0

I have a function that takes the neighbors of a node ,for the neighbors i use broadcast variable and the id of the node itself and it calculates the closeness centrality for that node.I map each node of the graph with the result of that function.When i open the task manager the cpu is not utilized at all as if it is not working in parallel , the same goes for memory , but the every node executes the function in parallel and also the data is large and it takes time to complete ,its not like it does not need the resources.Every help is truly appreciated , thank you.
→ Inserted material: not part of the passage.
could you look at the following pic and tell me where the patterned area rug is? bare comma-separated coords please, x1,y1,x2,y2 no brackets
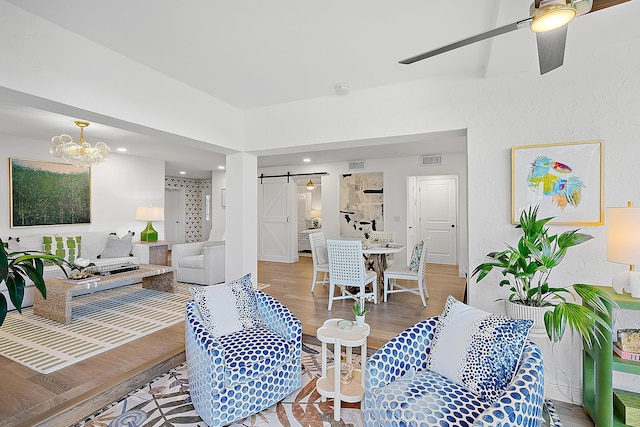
0,283,192,374
74,340,563,427
76,342,363,427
For loading the graph i use val graph = GraphLoader.edgeListFile(sc, path).cache

object ClosenessCentrality {

  case class Vertex(id: VertexId)

  def run(graph: Graph[Int, Float],sc: SparkContext): Unit = {
    //Have to reverse edges and make graph undirected because is bipartite
    val neighbors = CollectNeighbors.collectWeightedNeighbors(graph).collectAsMap()
    val bNeighbors = sc.broadcast(neighbors)

    val result = graph.vertices.map(f => shortestPaths(f._1,bNeighbors.value))
    //result.coalesce(1)
    result.count()

  }

  def shortestPaths(source: VertexId,  neighbors: Map[VertexId, Map[VertexId, Float]]): Double ={
    val predecessors = new mutable.HashMap[VertexId, ListBuffer[VertexId]]()
    val distances = new mutable.HashMap[VertexId, Double]()
    val q = new FibonacciHeap[Vertex]
    val nodes = new mutable.HashMap[VertexId, FibonacciHeap.Node[Vertex]]()

    distances.put(source, 0)

    for (w <- neighbors) {
      if (w._1 != source)
        distances.put(w._1, Int.MaxValue)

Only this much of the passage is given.